[OSM-dev] change replication and replication lag

Wed Mar 10 08:47:29 UTC 2021

Hi,

On Tue, Mar 09, 2021 at 11:27:02PM +0100, Stephan Knauss wrote:
> pyosmium doesn't do this and stores only the sequence ID.
> 
> I could do a request of the matching state file and grep for the timestamp,
> but this sounds a bit excessive:
> 
> # wget -q -O -
> https://planet.openstreetmap.org/replication/minute/004/448/577.state | grep
> timestamp
> timestamp=2021-03-09T22\:14\:57Z
> 
> What are others using? switch2osm still refers to a mod_tile supplied script
> using osmose.

pyosmium-get-updates is just a thin wrapper around pyosmium's replication module.
So I have usually written my own Python script to store replication information
somewhere else (usually in the database for convenience).

That's what Nomiantim uses:
https://github.com/osm-search/Nominatim/blob/master/nominatim/tools/replication.py

And for osm2pgsql, we supply now a similar script:
https://github.com/openstreetmap/osm2pgsql/blob/master/scripts/osm2pgsql-replication
The script is version independent, so you can just download it and use it with
whatever osm2pgsql you are running. The replication state including the timestamp
is saved in a table planet_osm_replication_status. You can compute the lag easily
from that.

> Would it sound feasible to extend pyosmium to store the full server state
> file instead of just the sequence? Tools used to the osmose behavior would
> then still work.

I've explicitly avoided using the state files because their format is buggy,
in particular the timestamp which can't just be given to date parsing libraries.
However, I see your point about providing osmosis compatibility.

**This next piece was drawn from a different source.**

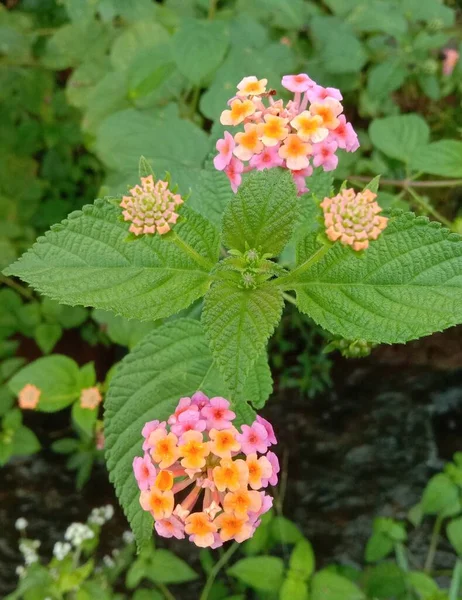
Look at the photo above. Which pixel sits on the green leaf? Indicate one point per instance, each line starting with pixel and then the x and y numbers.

> Pyosmium already fetches the "newest" state file. As long as diffs fit
> within size, this is then the state file which could be persisted. Otherwise
> it would require to fetch the state file of the then resulting sequence
> number.
> 
> Any ideas regarding this before filing an extension request?

The state file that pyosmium saves in less than optimal. The initial idea was
to keep it as simple as possible but that turned out to make the whole update process
more complicated. It should save at least the replication source because the
sequence ID is always tied to a server. Once we extend the format for that, it
makes perfect sense to also store the timestamp.

Sarah